Este preámbulo es a modo de ambientar los 41 años de nuestro encontronazo (que viene de encuentro). Mi preocupación al conocernos fue y siempre ha sido que perdimos mucho tiempo por no haber nacido el mismo día, a la misma hora, en cunas adyacentes.

El “incidente” que les voy a contar es uno en que Juan me dijo: —se cumplió tu deseo: Nacimos juntos.

Una noche entre las 10:30 y las 11:00 regresábamos a Guaynabo de la reunión semanal de la Liga Socialista Puertorriqueña, de la cual somos miembros fundadores antes de que algunos se nos unieran. Al llegar a la entrada de la casa y por ser temprano y el tránsito pesado aun, tuvimos que retenernos antes de virar a la izquierda hacia el caminito que lleva a casa.

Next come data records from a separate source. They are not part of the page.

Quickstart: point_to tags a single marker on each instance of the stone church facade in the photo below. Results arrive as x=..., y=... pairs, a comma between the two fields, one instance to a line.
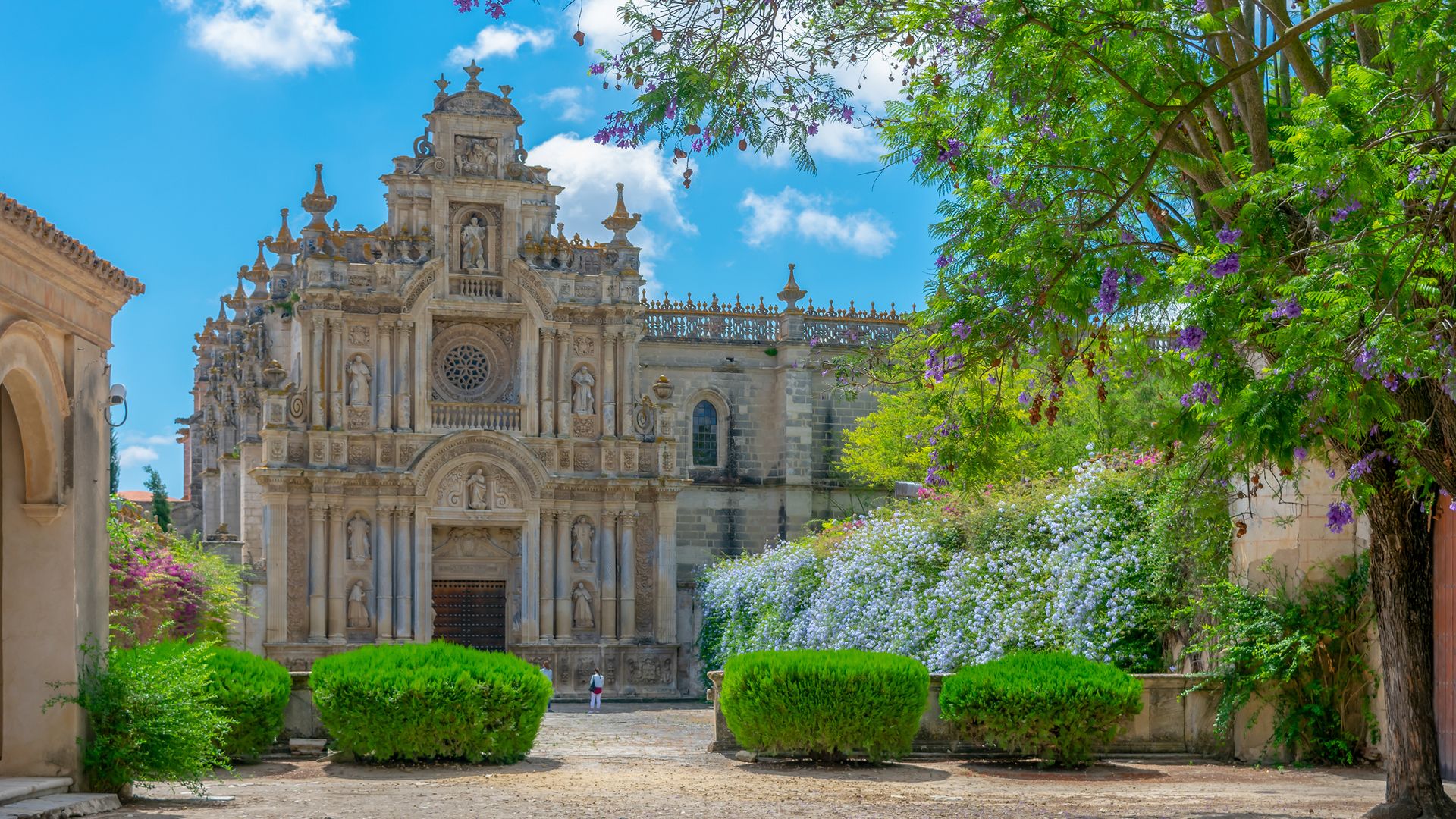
x=465, y=425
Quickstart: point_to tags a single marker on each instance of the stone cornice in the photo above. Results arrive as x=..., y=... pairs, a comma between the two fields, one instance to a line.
x=31, y=223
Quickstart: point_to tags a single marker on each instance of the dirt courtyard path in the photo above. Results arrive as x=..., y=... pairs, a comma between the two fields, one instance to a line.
x=650, y=761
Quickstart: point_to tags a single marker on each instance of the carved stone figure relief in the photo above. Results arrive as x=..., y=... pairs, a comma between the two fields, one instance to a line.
x=582, y=403
x=359, y=538
x=582, y=534
x=582, y=608
x=359, y=608
x=359, y=382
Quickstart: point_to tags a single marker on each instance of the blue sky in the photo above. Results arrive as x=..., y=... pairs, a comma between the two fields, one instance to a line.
x=168, y=133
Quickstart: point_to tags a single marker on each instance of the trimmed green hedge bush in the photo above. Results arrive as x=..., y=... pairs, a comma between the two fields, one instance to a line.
x=437, y=701
x=1053, y=706
x=253, y=692
x=824, y=704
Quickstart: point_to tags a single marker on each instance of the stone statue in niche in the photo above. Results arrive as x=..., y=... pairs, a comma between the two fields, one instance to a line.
x=359, y=382
x=582, y=400
x=472, y=245
x=359, y=611
x=476, y=491
x=582, y=535
x=582, y=608
x=359, y=538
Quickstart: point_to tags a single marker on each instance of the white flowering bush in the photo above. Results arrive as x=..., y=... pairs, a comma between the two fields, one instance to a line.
x=1078, y=563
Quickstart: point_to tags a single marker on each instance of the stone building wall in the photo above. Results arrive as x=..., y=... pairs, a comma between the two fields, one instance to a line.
x=466, y=425
x=57, y=300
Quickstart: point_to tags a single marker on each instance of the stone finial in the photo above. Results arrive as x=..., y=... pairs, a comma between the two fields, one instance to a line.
x=620, y=222
x=792, y=293
x=283, y=243
x=318, y=203
x=473, y=71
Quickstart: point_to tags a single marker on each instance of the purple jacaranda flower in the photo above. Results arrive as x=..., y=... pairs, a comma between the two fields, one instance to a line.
x=1107, y=293
x=1289, y=309
x=1190, y=337
x=1225, y=265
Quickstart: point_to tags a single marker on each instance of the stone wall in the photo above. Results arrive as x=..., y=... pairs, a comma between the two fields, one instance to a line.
x=1169, y=722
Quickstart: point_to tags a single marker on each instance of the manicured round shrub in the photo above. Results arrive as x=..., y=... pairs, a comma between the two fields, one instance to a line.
x=436, y=701
x=1047, y=704
x=824, y=704
x=253, y=692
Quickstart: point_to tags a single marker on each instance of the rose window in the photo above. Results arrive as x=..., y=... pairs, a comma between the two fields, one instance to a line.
x=466, y=369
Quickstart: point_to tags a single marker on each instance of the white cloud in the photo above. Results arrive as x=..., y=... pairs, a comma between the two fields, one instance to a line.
x=284, y=36
x=130, y=457
x=566, y=102
x=500, y=39
x=867, y=232
x=590, y=172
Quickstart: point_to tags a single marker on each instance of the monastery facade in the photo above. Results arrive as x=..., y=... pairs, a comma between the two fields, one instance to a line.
x=465, y=425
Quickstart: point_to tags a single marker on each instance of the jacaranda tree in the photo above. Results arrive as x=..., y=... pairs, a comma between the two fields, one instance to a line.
x=1257, y=197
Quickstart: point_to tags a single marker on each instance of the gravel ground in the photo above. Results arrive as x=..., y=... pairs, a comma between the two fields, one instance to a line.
x=638, y=761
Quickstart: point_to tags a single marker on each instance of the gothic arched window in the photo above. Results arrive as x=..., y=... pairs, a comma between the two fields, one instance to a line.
x=705, y=435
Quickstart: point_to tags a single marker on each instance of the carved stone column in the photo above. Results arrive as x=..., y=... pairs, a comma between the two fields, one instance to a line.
x=626, y=592
x=548, y=576
x=275, y=554
x=335, y=572
x=530, y=577
x=403, y=577
x=318, y=569
x=337, y=375
x=321, y=372
x=384, y=406
x=607, y=554
x=564, y=576
x=384, y=569
x=609, y=388
x=564, y=384
x=548, y=382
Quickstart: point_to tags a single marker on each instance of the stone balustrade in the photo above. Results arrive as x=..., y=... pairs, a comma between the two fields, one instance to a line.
x=506, y=417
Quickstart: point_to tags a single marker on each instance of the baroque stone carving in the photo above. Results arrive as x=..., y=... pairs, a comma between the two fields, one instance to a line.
x=359, y=538
x=582, y=608
x=359, y=610
x=582, y=535
x=359, y=382
x=582, y=403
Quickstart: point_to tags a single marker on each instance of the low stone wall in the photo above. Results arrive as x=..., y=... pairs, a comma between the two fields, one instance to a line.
x=1168, y=723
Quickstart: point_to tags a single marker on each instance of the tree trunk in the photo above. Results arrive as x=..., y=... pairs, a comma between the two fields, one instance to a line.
x=1401, y=580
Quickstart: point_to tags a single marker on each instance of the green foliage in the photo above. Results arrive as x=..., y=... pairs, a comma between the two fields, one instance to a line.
x=114, y=464
x=164, y=585
x=161, y=507
x=1052, y=706
x=152, y=714
x=824, y=704
x=437, y=701
x=1298, y=648
x=253, y=692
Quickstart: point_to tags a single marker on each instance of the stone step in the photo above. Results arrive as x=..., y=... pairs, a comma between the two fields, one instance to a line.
x=60, y=806
x=15, y=789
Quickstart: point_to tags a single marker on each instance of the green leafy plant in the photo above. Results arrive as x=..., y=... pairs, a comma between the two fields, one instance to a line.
x=153, y=716
x=1298, y=648
x=436, y=701
x=253, y=692
x=824, y=704
x=1047, y=704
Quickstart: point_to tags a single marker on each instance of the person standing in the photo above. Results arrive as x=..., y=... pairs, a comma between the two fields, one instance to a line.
x=595, y=686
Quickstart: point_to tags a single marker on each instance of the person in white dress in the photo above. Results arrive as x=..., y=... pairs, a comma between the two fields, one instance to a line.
x=595, y=687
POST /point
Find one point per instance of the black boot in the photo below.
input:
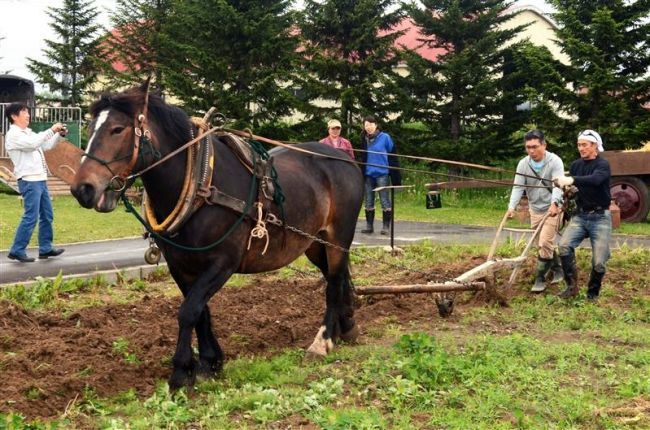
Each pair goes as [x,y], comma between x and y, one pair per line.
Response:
[570,276]
[370,221]
[385,229]
[556,269]
[543,266]
[593,288]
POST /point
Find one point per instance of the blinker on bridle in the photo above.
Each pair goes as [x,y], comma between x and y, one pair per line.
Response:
[142,137]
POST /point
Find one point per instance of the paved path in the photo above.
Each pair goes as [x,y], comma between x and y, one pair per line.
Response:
[120,254]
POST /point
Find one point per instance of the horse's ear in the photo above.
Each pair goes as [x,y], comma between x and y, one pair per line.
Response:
[144,87]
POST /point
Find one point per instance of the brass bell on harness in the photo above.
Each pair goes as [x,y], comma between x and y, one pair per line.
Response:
[434,200]
[152,254]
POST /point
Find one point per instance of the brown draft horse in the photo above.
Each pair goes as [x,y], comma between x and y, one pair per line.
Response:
[323,199]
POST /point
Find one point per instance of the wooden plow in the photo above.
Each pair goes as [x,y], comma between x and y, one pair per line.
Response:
[480,278]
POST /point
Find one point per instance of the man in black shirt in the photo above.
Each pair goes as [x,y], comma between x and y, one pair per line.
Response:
[591,175]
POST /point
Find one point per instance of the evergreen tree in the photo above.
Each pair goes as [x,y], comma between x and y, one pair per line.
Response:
[71,66]
[349,57]
[608,44]
[532,84]
[461,89]
[237,55]
[134,45]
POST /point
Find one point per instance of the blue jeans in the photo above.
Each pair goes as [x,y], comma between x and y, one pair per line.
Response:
[371,184]
[598,228]
[38,207]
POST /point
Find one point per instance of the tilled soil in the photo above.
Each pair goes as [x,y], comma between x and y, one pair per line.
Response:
[48,359]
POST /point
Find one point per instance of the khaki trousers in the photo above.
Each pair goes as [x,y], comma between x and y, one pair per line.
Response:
[546,239]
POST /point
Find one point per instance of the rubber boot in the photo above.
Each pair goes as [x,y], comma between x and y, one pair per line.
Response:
[385,229]
[570,276]
[370,221]
[556,269]
[543,266]
[593,288]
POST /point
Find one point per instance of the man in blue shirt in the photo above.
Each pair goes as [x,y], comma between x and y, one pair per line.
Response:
[379,156]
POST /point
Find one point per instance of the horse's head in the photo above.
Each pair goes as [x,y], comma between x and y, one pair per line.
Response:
[112,151]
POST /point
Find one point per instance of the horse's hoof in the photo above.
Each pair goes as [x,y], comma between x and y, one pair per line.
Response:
[351,335]
[180,379]
[208,370]
[315,354]
[319,348]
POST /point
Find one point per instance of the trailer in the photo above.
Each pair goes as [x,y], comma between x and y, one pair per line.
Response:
[630,183]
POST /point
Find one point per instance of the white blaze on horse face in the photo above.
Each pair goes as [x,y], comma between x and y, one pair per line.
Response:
[101,118]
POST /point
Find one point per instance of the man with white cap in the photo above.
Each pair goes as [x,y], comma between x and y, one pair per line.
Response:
[591,175]
[335,140]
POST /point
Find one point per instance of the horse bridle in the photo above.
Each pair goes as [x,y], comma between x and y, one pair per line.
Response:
[140,133]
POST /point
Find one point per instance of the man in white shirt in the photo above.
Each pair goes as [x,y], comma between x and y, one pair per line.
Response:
[25,149]
[537,169]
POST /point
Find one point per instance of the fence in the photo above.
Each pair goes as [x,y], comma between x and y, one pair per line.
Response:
[42,118]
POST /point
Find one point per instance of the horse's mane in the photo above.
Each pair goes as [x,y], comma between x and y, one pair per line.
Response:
[173,119]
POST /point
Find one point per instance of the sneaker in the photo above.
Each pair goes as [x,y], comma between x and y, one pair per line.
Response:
[52,253]
[21,258]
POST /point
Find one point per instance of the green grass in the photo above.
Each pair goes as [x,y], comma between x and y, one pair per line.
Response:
[72,223]
[541,363]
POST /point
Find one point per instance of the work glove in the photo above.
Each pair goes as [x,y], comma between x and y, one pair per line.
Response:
[563,181]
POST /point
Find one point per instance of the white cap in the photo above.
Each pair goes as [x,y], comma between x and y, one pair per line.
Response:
[592,136]
[333,123]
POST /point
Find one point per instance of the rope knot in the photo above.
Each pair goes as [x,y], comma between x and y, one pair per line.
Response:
[259,231]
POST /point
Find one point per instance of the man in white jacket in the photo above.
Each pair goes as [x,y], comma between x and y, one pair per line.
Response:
[26,151]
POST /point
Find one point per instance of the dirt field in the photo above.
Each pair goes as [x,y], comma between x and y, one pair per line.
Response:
[48,359]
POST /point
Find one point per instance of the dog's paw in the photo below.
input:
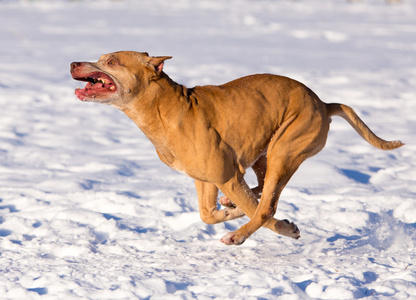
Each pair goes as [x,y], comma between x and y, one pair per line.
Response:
[224,201]
[232,238]
[287,228]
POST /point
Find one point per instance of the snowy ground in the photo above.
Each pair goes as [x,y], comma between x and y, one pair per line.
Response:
[88,211]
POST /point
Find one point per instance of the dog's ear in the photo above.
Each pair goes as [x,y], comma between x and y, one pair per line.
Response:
[157,62]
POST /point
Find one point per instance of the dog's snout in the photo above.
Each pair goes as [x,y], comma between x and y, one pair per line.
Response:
[75,65]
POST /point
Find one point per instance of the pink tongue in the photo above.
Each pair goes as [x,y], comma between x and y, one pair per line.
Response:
[95,85]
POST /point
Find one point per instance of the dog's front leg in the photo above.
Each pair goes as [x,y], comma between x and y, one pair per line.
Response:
[207,199]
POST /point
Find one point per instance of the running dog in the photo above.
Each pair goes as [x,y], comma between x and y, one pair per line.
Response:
[214,133]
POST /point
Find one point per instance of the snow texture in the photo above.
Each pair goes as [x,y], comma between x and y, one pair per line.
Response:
[87,210]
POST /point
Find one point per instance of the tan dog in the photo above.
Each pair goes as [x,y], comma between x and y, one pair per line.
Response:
[214,133]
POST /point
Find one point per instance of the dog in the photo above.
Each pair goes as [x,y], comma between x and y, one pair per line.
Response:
[213,134]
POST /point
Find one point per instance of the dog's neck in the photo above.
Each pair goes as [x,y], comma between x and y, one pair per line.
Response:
[158,113]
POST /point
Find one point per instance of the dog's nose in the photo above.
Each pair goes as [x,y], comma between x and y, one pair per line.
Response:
[75,65]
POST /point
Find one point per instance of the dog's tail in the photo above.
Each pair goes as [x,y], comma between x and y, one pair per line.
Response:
[346,112]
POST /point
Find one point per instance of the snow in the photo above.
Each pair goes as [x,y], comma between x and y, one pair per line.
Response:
[87,210]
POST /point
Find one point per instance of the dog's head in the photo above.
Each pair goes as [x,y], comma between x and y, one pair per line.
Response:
[117,77]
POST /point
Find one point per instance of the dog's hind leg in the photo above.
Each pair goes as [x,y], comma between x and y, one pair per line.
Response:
[295,141]
[207,199]
[259,168]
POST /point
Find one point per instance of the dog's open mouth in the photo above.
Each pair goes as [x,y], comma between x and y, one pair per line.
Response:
[99,86]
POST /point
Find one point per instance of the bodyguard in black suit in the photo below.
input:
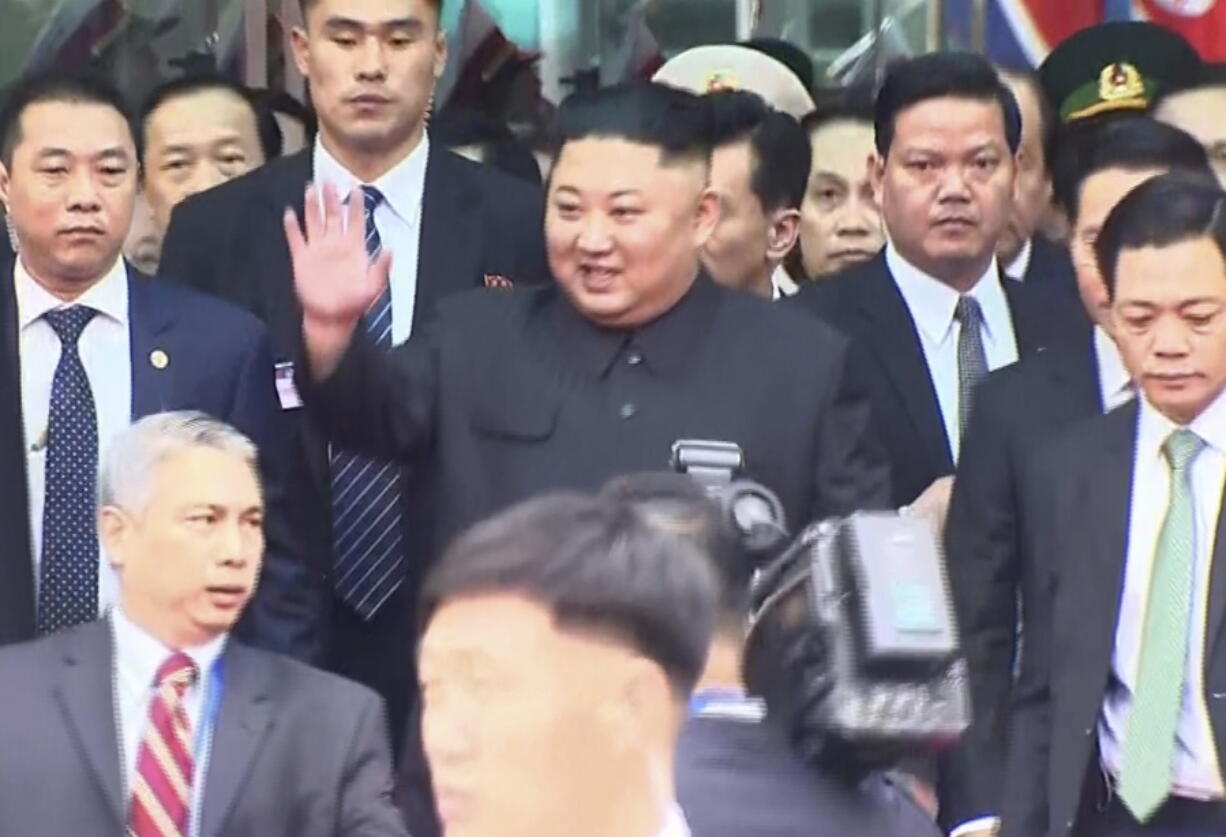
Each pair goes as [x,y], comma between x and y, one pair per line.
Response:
[450,224]
[1016,409]
[137,347]
[1119,717]
[947,135]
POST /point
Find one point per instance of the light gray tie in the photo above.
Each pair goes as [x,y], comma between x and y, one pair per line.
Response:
[972,362]
[1149,739]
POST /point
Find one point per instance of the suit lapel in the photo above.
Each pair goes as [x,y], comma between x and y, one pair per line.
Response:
[449,255]
[243,721]
[896,343]
[153,363]
[1108,492]
[86,694]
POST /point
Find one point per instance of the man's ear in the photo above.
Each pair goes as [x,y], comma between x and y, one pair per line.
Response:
[785,229]
[299,43]
[877,177]
[706,216]
[114,530]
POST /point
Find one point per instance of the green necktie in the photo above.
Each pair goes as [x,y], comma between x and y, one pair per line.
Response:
[1149,740]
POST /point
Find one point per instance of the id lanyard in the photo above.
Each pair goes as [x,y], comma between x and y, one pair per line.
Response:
[202,744]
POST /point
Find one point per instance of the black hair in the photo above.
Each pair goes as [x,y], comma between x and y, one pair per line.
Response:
[598,566]
[455,126]
[1170,208]
[938,75]
[676,121]
[265,124]
[781,151]
[682,507]
[57,86]
[1132,143]
[274,102]
[1047,117]
[831,104]
[786,53]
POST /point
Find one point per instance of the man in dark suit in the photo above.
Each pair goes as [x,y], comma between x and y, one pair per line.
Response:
[1025,253]
[1016,409]
[449,223]
[634,347]
[155,721]
[1118,721]
[90,344]
[931,314]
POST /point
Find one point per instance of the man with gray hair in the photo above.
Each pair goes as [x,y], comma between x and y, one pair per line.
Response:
[153,721]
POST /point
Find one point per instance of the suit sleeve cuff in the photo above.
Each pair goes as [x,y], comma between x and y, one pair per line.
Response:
[976,825]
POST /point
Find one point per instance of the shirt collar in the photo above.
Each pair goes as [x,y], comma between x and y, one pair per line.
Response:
[676,824]
[1154,428]
[667,343]
[402,185]
[1113,376]
[1020,264]
[108,295]
[932,303]
[140,656]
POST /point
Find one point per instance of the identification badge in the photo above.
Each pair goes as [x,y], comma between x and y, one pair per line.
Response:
[286,390]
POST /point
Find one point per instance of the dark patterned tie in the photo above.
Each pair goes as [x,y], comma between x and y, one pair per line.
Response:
[367,514]
[972,363]
[68,572]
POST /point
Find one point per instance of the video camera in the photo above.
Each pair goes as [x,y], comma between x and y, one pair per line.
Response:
[869,591]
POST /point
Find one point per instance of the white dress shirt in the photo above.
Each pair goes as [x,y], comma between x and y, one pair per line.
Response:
[137,658]
[106,353]
[1115,382]
[676,825]
[1020,264]
[1195,772]
[399,221]
[932,304]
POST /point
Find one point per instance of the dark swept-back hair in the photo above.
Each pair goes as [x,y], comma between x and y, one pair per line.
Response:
[682,507]
[598,566]
[676,121]
[265,124]
[1132,143]
[307,5]
[781,152]
[939,75]
[57,86]
[1170,208]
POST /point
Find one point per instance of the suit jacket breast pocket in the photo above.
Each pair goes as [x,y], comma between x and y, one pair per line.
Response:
[508,409]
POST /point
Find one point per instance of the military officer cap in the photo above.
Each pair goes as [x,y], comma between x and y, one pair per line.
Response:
[730,66]
[1116,68]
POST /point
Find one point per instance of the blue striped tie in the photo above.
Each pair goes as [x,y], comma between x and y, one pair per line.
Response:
[68,570]
[367,512]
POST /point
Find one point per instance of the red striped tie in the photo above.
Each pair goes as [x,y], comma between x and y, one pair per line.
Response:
[162,788]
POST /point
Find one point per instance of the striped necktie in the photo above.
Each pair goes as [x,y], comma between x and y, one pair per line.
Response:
[367,512]
[162,789]
[1149,738]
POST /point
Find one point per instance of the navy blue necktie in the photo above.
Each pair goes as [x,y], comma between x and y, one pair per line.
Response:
[367,512]
[68,571]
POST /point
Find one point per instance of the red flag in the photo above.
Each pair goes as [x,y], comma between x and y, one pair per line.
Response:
[1203,22]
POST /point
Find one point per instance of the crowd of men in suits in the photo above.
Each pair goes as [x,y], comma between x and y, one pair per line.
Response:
[388,416]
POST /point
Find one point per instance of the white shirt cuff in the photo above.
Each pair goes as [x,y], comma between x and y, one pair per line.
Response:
[976,825]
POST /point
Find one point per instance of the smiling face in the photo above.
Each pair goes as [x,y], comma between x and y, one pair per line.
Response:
[624,228]
[70,191]
[945,186]
[1168,318]
[372,66]
[189,559]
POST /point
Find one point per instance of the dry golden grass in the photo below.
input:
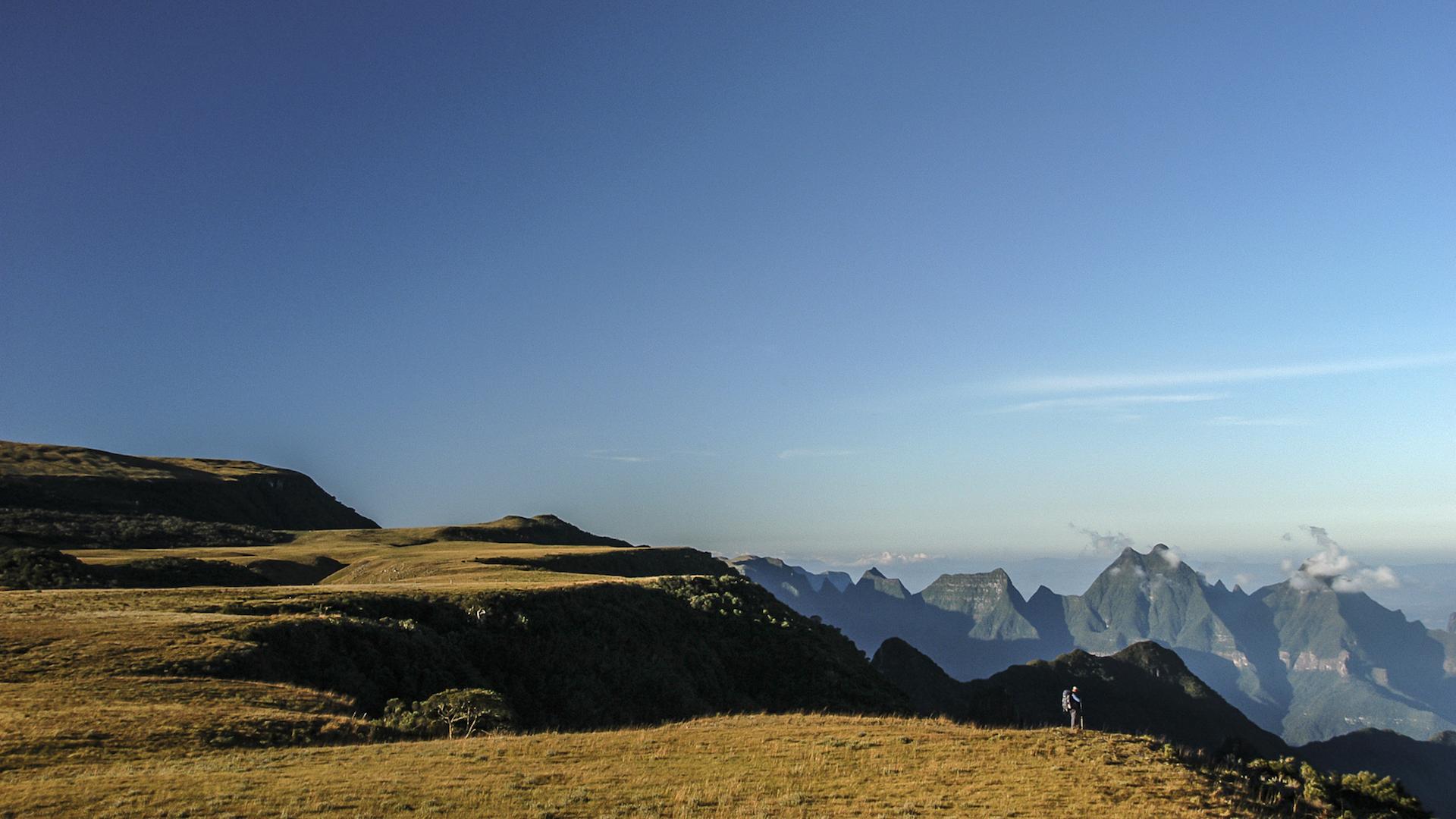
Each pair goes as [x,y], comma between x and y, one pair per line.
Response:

Venía la “escolta policíaca” de rigor que se detuvo en la estación de gasolina antes de llegar a casa a velarnos entrar. Pero esa noche tenían un fin nefasto especial. Era cerciorarse de que se cumpliera el mandato de matarnos a Juan y a mí por carambola.

Juan miraba por el retrovisor esperando la vía clara para virar. Pasaron varios autos.

Inmediatamente un auto que no voy a describir en detalle porque no viene al caso, se nos pegó al lado, lo más cerca que lo puede hacer un auto sin chocar otro. Delante iba un chofer y en el asiento detrás iba otro hombre con los brazos descansando en la puerta, que nos miraba fijamente.

Todo esto ocurrió en segundos. Me extrañó la inmovilidad del auto. Juan seguía mirando por el retrovisor. Otro auto pequeño con dos hombres pasó a gran velocidad o a gran ruido. El que guiaba por poco se lleva a uno jóvenes que caminaban y tuvieron que saltar a la entrada de nuestro caminito. El que lo acompañaba me llamó la atención porque sacó la cabeza y parte del cuerpo para mirarnos.

Entonces miré el auto del lado nuestro, y en el segundo que dije —Juan—, para llamarle la atención sobre su inmovilidad, él inclinó la cabeza y veo un arma que apuntaba a la sien de Juan. Al instante él movió la cabeza para atenderme. No me dio tiempo a decirle nada, ya que en ese mismo momento un disparo con “sordina” atravesó por detrás de nuestras cabezas y rompió el cristal del auto de mi lado, que siempre lo llevo arriba. Me llovió cristal roto como leve lluvia, pasándome la falda y sacándome puntitos de sangre en los muslos. Pero lo que me aturdió fue el ruido del “silenciador”. Por eso le digo sordina. Juan me miró y me preguntó: —¿Estás bien— y yo le contesté: —Un poco sorda.

— Pues se cumplió tu deseo: Nacimos juntos. Eso fue un atentado. ¿Qué hacemos?—. Yo contesté: —Lo sé. Pero que fecha antipática: el 17 de julio, cumpleaños de Muñoz Rivera.

Los asesinos del gobierno de turno esperaban en otra estación de gasolina más adelante. Me imagino el susto que pasaron cuando vieron un auto guiado por un cadáver con otro al lado. Porque el arma apuntaba a la sien, como he dicho, de Juan, y no podía fallar. Lo que faltó fue no conocer la filosofía jíbara que nos asegura: “Nadie muere en la víspera”. Y ese día no nos tocaba.”